There are generally two camps on Kevin Smith, the Jersey auteur and cult of personality behind Clerks, Dogma, Chasing Amy, and other foul-tongued provocations: Either you believe he’s the raw, honest, hilariously crude voice of the people, or you most emphatically do not. But few from either end of the divide would claim that Smith’s direction is his greatest strength; he may work well with actors, but “perfunctory” is the kindest word to describe his filmmaking chops. So the idea of a studio bringing in Smith as a director-for-hire makes about as much sense as the Yankees tapping CC Sabathia as a pinch-runner. With Cop Out, Smith works from a script other than his own for the first time—this one penned by siblings Mark and Robb Cullen—but his slack direction siphons the energy out of this tongue-in-cheek throwback to ’80s mismatched-buddy comedies.
Any hope that the Cullens’ script might enforce a discipline Smith rarely exhibits on his own gets extinguished in the very first scene, when it becomes painfully apparent what Smith will be bringing to the table—improvisation, and lots of it. With their suspect in the interrogation room, Brooklyn detectives Bruce Willis and Tracy Morgan, partners for nine years (though with a chemistry that suggests they teamed up only yesterday), argue over who gets first crack at him. Morgan wins out and proceeds on an “homage”-based line of questioning that has him riffing wildly on characters from movies, from Al Pacino in Scarface to Oprah Winfrey in The Color Purple. Smith lurches from the strained unreality of scenes like that one into a needlessly soupy plot involving Willis’ efforts to retrieve a rare baseball card from a Mexican drug kingpin in order to pay for his daughter’s wedding.
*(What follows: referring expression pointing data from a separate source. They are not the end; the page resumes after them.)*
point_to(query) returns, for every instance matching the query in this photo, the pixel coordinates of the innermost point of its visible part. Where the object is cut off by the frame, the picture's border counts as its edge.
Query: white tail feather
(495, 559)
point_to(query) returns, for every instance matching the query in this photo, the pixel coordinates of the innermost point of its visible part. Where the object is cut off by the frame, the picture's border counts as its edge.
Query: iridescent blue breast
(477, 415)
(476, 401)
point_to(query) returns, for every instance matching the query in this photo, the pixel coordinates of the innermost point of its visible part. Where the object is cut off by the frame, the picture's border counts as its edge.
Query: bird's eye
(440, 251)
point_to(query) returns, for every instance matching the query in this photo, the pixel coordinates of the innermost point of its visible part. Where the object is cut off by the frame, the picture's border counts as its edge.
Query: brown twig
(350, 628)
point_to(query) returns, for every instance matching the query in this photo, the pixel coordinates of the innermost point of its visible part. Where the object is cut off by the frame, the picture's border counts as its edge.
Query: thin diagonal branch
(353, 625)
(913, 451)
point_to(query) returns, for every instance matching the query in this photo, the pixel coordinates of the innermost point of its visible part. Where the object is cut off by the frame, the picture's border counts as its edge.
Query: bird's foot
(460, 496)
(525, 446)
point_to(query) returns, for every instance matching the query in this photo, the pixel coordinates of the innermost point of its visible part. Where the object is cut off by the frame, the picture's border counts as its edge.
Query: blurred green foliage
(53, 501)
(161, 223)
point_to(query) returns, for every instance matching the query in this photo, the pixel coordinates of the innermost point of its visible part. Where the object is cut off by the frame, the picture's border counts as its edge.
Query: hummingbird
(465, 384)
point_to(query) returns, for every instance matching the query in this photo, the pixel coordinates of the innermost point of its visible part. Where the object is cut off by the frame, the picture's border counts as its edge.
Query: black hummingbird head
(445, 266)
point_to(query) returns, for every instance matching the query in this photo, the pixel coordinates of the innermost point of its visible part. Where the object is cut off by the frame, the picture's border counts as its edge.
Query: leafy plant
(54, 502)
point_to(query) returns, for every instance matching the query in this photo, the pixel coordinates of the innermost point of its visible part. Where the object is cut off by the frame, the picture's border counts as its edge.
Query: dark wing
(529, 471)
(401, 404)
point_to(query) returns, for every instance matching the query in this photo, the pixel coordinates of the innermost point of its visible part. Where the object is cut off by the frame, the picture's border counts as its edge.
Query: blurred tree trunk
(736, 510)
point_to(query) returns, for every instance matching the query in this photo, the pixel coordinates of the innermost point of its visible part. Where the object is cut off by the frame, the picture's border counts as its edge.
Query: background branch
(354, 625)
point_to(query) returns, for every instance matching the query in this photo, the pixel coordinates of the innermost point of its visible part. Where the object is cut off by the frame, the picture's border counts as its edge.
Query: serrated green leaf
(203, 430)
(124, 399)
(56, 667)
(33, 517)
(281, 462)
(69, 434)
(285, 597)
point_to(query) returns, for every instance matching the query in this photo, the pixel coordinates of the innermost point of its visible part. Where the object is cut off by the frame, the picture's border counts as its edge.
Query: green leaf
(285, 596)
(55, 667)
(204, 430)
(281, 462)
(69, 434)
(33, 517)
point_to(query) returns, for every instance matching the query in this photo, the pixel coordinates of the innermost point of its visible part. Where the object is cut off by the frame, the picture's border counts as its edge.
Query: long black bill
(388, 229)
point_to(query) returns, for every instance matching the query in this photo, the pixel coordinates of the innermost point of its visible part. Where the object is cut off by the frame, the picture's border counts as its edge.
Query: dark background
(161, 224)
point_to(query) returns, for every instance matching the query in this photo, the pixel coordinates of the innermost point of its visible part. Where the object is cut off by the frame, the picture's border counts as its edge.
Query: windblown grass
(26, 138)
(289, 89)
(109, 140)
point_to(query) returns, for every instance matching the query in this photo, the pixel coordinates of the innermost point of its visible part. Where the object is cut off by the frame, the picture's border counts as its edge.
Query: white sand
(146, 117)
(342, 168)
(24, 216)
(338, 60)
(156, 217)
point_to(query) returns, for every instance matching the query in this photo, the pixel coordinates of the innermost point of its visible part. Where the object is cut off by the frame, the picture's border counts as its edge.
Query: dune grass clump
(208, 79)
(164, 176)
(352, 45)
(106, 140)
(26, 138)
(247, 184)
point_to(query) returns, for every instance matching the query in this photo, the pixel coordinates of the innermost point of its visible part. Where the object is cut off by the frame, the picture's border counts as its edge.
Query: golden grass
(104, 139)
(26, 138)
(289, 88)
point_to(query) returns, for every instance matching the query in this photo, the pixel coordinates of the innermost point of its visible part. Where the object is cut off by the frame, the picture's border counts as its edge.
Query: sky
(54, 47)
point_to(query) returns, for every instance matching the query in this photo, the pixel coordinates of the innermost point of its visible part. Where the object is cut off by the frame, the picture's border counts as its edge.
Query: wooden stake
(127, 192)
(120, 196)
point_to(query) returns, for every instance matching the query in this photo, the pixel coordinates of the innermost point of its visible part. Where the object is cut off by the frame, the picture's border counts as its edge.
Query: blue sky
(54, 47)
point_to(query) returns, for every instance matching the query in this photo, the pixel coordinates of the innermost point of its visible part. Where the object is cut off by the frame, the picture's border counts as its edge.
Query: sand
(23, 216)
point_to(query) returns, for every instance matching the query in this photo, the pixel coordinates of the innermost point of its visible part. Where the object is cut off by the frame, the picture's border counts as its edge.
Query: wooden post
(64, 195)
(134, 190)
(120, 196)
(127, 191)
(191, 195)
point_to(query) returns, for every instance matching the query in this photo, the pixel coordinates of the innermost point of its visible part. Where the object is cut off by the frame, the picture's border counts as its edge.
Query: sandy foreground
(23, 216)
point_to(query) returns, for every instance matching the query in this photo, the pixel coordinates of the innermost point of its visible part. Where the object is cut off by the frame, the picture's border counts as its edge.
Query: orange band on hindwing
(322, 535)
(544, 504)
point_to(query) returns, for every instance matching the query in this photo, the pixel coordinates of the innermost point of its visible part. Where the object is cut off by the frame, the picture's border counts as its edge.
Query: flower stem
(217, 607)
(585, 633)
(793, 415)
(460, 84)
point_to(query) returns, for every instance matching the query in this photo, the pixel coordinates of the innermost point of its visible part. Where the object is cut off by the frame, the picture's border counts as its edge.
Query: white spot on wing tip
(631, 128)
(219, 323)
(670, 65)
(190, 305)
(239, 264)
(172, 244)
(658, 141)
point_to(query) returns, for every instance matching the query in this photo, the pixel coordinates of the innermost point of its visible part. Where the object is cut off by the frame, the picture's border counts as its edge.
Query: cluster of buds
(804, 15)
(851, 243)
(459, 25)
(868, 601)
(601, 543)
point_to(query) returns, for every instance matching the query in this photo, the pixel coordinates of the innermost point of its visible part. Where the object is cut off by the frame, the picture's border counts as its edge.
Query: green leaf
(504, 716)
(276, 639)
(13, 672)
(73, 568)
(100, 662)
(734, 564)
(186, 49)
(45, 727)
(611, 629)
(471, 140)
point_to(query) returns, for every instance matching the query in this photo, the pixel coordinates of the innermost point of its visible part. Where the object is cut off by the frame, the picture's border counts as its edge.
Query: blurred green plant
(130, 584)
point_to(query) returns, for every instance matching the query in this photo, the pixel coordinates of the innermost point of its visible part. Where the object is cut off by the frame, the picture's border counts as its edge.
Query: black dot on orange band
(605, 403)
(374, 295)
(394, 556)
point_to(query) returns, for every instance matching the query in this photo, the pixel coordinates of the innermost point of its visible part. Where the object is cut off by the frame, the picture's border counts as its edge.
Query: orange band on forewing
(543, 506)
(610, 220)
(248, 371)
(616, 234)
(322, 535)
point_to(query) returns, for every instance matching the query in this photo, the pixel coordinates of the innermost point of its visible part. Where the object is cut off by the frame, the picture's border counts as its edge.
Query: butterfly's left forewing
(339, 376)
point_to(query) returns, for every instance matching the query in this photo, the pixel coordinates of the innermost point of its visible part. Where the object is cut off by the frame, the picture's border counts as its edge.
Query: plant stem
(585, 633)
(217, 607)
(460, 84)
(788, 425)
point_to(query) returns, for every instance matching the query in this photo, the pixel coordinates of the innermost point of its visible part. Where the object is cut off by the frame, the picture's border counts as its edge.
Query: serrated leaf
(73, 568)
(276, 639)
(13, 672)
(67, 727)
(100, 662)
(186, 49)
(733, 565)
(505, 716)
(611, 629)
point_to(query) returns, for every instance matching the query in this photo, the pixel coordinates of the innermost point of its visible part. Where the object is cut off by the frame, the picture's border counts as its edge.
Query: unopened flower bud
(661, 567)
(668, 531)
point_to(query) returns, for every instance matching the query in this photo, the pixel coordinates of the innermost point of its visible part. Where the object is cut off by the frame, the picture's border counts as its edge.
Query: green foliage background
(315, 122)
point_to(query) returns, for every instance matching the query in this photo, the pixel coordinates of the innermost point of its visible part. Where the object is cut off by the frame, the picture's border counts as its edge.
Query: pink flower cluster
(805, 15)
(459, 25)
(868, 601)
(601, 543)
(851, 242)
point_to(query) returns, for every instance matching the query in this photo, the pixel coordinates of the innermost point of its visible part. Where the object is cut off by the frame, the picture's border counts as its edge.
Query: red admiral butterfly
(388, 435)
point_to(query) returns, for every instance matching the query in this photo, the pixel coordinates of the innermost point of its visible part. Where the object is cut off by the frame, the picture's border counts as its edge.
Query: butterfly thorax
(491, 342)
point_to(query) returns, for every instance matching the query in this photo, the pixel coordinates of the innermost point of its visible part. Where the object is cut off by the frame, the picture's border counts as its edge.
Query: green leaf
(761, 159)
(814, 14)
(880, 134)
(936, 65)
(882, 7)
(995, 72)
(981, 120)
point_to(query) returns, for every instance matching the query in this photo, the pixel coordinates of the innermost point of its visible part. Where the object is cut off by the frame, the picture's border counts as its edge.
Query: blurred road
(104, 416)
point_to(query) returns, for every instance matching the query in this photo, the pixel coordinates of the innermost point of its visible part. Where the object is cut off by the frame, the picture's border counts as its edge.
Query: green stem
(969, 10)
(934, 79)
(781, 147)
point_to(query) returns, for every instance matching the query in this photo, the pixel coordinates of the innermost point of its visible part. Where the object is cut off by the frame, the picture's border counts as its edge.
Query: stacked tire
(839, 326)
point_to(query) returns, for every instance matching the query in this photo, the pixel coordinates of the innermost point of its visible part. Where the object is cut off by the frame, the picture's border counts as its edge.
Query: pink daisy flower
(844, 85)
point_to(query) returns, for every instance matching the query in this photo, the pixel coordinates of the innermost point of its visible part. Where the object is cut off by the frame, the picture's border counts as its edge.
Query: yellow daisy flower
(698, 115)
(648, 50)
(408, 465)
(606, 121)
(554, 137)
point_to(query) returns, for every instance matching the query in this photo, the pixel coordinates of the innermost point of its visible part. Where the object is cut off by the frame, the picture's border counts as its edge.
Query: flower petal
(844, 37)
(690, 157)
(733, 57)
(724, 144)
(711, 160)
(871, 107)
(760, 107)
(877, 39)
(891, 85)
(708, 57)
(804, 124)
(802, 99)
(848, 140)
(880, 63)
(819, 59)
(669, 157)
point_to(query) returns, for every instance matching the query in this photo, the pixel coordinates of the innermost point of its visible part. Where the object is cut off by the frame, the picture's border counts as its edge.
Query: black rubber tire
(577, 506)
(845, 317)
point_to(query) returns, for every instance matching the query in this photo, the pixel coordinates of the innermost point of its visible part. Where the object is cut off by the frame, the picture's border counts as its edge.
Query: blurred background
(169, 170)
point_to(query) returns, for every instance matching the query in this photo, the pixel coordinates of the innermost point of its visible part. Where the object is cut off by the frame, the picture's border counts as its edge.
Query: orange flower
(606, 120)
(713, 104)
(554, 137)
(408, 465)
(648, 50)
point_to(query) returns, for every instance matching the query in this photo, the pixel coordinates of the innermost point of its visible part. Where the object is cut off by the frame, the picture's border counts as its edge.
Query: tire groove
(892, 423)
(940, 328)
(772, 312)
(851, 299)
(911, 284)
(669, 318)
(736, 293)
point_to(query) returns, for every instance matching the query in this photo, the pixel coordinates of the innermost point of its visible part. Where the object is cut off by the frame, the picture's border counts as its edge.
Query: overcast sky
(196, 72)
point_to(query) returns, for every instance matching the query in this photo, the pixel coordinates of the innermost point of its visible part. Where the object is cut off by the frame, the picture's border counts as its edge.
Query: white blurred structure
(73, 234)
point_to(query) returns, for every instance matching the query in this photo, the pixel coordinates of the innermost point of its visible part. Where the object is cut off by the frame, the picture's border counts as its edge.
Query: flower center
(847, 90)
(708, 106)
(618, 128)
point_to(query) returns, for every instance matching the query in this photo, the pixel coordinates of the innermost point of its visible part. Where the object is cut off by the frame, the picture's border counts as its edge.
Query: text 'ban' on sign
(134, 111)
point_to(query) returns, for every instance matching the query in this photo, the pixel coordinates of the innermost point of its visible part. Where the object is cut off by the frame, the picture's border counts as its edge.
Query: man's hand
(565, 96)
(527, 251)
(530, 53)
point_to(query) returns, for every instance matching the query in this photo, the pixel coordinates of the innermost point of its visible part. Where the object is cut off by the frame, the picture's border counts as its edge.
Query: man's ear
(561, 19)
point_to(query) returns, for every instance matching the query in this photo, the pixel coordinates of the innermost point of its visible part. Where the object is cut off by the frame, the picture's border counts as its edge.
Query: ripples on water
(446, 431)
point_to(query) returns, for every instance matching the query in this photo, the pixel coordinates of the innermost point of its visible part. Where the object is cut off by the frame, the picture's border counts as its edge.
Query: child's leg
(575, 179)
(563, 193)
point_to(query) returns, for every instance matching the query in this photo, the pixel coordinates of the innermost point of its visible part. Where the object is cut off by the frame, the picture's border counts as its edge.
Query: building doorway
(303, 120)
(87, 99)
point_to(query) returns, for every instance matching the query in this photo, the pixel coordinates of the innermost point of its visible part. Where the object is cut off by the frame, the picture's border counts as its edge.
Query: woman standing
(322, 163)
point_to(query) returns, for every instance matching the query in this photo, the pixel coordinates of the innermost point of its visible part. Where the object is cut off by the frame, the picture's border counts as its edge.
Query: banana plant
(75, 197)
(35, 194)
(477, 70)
Cop Out piles on the references to action-comedies past: the Harold Faltermeyer score, the perpetually ticked-off captain behind the desk, Seann William Scott doing his best Joe Pesci in the back of a police car, Willis giving himself a nod by claiming never to have seen Die Hard. A few of the gags score—letting Morgan free-associate isn’t always the smartest idea, but there are some diamonds in the silt—but most of them sound like Smith thumbing lazily through his dirty-joke file. Still, the hangout scenes in Cop Out are at least in Smith’s wheelhouse; whenever he has to deliver the obligatory action beats or tie up the many loose ends, he seems actively bored. The shrug of a denouement doesn’t say “the movie’s over” so much as “get me the hell out of here.”